This method drops any row containing at least one missing value. It's a straightforward approach, but it might lead to a significant loss of data if there are many missing values.

In [None]:
# Drop rows with any missing values
df_dropped = df.dropna()


2. **Filling Missing Values:**

**Forward Fill (ffill)**: This method fills missing values with the preceding non-missing value in the column. It is useful when missing values are expected to have the same value as the previous entry.

**Backward Fill (bfill)**: This method fills missing values with the next non-missing value in the column. It is useful when missing values are expected to have the same value as the following entry.


**Mean Fill**: Filling missing values with the mean of the column. It is suitable for continuous numerical data.

**Median Fill:** Filling missing values with the median of the column. It is robust to outliers and is also suitable for numerical data.

**Mode Fill:** Filling missing values with the mode (most frequent value) of the column. It is suitable for categorical or discrete data.

In [None]:
# Forward fill missing values
df_forward_filled = df.ffill()

# Backward fill missing values
df_backward_filled = df.bfill()

# Fill missing values with a specific value (e.g., mean, median, mode)
df_mean_filled = df.fillna(df.mean())
df_median_filled = df.fillna(df.median())
df_mode_filled = df.fillna(df.mode().iloc[0])


**3. Interpolation:**

This method estimates missing values based on the values of other data points. In the case of time-series data, for example, it can fill in missing values by considering the trend between existing data points.

In [None]:
# Linear interpolation for missing values
df_interpolated = df.interpolate()


**4. Imputation with Scikit-Learn:**



**SimpleImputer:** This is a class from Scikit-Learn that provides various strategies for imputing missing values.

**Mean Imputation:** Filling missing values with the mean of the column.

**Median Imputation:** Filling missing values with the median of the column.
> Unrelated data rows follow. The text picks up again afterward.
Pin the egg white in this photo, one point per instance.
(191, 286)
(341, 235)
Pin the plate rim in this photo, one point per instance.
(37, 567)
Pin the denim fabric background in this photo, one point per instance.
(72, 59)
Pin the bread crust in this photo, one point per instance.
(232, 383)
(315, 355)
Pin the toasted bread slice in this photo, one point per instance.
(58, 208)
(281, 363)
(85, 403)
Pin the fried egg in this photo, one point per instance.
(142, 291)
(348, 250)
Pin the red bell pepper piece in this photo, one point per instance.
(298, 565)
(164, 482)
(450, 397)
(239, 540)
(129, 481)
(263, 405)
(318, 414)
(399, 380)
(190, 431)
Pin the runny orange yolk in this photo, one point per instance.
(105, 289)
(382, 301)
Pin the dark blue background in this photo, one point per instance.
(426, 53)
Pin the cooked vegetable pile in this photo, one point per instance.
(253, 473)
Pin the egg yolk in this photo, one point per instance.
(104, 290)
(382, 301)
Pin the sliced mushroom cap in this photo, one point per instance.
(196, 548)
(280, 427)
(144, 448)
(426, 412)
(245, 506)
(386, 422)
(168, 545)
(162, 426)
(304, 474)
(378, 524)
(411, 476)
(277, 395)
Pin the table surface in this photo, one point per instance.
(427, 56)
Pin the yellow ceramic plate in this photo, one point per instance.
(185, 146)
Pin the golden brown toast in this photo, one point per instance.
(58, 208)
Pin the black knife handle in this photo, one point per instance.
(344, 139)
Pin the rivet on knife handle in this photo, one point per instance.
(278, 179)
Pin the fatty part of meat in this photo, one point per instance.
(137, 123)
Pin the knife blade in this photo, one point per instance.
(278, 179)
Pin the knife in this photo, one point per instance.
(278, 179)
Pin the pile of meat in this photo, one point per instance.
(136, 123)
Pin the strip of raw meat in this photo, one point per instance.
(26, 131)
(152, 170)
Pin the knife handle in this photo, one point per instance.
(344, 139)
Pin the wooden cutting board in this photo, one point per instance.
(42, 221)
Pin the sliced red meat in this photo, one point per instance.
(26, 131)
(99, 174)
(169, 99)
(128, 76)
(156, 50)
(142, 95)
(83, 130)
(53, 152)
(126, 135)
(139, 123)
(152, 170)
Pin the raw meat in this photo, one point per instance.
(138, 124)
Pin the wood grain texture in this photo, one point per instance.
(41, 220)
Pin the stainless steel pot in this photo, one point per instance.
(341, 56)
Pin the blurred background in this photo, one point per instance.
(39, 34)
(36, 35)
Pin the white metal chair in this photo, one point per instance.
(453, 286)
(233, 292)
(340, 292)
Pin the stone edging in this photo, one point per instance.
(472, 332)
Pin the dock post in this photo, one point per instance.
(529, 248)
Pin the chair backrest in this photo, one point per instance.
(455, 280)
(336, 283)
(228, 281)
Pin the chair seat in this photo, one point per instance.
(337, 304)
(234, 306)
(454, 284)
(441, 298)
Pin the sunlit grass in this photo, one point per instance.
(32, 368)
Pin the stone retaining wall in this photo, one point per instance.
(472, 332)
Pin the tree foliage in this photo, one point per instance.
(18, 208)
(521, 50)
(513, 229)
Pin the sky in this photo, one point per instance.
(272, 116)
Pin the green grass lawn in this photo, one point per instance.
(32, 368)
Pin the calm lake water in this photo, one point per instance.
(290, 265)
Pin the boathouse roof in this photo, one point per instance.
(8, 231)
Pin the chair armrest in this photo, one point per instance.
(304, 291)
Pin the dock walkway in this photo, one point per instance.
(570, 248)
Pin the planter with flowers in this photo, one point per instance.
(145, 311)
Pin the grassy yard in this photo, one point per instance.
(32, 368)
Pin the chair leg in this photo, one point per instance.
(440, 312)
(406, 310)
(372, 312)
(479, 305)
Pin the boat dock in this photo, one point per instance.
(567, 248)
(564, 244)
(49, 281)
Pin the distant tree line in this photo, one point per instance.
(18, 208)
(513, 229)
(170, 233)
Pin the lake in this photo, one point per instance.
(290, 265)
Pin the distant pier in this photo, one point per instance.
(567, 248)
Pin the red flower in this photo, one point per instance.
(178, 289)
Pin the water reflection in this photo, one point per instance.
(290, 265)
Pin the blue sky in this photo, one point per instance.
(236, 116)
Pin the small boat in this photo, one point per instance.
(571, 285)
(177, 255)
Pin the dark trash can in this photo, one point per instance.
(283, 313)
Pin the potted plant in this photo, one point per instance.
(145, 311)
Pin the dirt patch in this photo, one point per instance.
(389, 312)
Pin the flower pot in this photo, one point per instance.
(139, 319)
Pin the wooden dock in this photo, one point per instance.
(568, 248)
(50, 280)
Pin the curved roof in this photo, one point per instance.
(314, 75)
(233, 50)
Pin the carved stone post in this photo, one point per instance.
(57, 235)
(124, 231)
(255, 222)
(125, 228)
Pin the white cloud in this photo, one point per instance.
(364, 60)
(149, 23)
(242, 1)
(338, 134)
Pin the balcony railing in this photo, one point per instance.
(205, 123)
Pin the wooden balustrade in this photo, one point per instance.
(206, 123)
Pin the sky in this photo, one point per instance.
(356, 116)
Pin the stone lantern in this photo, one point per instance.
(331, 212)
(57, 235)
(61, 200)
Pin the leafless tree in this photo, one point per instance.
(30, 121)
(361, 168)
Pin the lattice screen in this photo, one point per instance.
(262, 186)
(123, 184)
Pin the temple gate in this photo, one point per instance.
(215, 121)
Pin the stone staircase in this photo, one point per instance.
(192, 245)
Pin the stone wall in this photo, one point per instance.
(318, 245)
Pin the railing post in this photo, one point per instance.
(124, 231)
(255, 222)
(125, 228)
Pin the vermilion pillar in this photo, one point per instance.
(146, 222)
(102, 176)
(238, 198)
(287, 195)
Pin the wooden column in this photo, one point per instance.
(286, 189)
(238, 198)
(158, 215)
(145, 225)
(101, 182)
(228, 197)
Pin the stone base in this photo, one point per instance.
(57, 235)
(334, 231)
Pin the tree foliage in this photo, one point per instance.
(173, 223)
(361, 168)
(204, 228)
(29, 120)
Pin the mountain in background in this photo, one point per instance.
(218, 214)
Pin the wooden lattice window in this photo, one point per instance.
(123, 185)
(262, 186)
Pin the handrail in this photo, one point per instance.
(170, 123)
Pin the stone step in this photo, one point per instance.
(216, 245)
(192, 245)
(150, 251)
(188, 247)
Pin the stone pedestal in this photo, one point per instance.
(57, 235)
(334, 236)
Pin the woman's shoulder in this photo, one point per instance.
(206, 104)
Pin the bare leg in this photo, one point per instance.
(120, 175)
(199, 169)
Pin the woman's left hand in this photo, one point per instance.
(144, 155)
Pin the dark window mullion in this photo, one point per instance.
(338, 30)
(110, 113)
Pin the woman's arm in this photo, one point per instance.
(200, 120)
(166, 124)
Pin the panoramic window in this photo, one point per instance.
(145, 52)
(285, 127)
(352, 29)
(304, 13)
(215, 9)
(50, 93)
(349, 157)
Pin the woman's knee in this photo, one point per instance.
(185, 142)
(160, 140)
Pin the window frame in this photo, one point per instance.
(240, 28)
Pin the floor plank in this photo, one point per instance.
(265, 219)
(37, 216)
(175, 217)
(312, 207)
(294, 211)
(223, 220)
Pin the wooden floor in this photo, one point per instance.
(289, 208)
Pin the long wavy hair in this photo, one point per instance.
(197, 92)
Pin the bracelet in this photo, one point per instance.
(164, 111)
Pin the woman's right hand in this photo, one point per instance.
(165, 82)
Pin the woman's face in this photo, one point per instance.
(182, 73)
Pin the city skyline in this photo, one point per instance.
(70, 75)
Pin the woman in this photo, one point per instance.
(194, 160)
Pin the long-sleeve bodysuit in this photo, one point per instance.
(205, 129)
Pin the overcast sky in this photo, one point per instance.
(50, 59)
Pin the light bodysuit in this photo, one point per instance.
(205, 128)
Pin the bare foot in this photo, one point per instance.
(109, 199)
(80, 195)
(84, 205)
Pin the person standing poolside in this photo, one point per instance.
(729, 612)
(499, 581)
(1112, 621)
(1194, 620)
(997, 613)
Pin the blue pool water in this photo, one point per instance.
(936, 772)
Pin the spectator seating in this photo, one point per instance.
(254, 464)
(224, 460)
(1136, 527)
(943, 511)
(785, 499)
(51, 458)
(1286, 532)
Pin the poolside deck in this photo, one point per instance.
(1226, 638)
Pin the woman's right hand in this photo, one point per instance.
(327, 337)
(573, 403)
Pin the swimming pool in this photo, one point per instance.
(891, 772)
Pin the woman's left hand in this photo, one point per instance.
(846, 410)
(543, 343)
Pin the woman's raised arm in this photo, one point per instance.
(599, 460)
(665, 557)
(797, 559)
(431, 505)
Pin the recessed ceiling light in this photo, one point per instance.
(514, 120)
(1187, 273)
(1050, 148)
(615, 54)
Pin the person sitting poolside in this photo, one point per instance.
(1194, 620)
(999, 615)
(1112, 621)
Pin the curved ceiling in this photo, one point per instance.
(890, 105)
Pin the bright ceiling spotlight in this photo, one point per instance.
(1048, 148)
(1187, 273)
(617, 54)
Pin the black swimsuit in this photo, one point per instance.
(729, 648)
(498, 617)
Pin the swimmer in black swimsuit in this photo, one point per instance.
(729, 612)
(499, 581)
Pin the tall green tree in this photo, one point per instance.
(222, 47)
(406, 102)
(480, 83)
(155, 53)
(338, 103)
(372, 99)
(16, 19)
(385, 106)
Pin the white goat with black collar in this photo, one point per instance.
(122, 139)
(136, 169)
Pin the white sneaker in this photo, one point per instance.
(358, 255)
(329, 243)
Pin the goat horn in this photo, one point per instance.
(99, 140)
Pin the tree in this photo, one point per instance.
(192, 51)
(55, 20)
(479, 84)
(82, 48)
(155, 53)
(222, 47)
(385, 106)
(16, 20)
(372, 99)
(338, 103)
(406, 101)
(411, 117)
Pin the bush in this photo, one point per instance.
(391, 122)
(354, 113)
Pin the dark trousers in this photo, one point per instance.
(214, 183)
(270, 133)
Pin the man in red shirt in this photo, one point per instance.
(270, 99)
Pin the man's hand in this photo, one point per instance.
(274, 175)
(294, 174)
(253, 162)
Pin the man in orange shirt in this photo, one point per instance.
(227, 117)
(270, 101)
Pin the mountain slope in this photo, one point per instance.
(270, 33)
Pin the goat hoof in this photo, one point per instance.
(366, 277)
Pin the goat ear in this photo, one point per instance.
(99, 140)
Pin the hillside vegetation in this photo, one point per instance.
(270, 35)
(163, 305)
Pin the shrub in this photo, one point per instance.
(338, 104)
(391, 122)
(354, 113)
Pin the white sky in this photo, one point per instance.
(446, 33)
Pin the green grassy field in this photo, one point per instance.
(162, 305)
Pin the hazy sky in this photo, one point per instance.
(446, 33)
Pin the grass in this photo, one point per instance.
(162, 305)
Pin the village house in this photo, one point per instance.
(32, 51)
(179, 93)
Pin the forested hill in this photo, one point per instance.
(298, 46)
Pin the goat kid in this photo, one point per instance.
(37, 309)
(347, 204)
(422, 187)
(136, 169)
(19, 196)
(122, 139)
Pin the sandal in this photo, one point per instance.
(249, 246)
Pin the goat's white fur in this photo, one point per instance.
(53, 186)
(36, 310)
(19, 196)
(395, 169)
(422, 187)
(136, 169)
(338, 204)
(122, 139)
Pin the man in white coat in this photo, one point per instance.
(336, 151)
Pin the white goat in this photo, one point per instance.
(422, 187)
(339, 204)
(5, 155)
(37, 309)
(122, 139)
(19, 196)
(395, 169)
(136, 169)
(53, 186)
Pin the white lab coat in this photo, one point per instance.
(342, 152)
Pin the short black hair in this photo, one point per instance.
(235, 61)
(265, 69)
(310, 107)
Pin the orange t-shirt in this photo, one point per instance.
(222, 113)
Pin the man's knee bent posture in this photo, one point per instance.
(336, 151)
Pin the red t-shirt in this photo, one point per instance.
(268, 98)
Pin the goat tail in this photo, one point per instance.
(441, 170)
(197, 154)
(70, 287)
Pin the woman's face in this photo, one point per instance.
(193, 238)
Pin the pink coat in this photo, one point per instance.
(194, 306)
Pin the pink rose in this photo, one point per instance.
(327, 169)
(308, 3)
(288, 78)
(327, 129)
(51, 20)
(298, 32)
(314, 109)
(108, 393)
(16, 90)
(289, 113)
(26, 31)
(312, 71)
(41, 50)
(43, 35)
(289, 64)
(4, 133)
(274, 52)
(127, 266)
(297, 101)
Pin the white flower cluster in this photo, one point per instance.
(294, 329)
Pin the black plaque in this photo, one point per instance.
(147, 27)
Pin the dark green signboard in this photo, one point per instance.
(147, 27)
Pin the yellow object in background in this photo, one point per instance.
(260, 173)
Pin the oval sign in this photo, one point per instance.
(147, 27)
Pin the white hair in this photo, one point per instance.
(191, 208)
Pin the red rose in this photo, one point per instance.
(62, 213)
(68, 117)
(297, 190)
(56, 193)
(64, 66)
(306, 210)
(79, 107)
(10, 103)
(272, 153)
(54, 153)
**Constant Imputation:** Filling missing values with a constant value (in this case, 0).

In [None]:
from sklearn.impute import SimpleImputer

# Impute missing values with mean, median, or a constant
imputer_mean = SimpleImputer(strategy='mean')
df_imputed_mean = pd.DataFrame(imputer_mean.fit_transform(df), columns=df.columns)

imputer_median = SimpleImputer(strategy='median')
df_imputed_median = pd.DataFrame(imputer_median.fit_transform(df), columns=df.columns)

imputer_constant = SimpleImputer(strategy='constant', fill_value=0)
df_imputed_constant = pd.DataFrame(imputer_constant.fit_transform(df), columns=df.columns)


**5. Removing Duplicates:**

This method removes duplicate rows from the DataFrame, keeping only the first occurrence. It is useful when dealing with datasets that may have duplicate entries. Be cautious when using this, as it can lead to a loss of potentially valuable data.

In [None]:
# Remove duplicate rows
df_no_duplicates = df.drop_duplicates()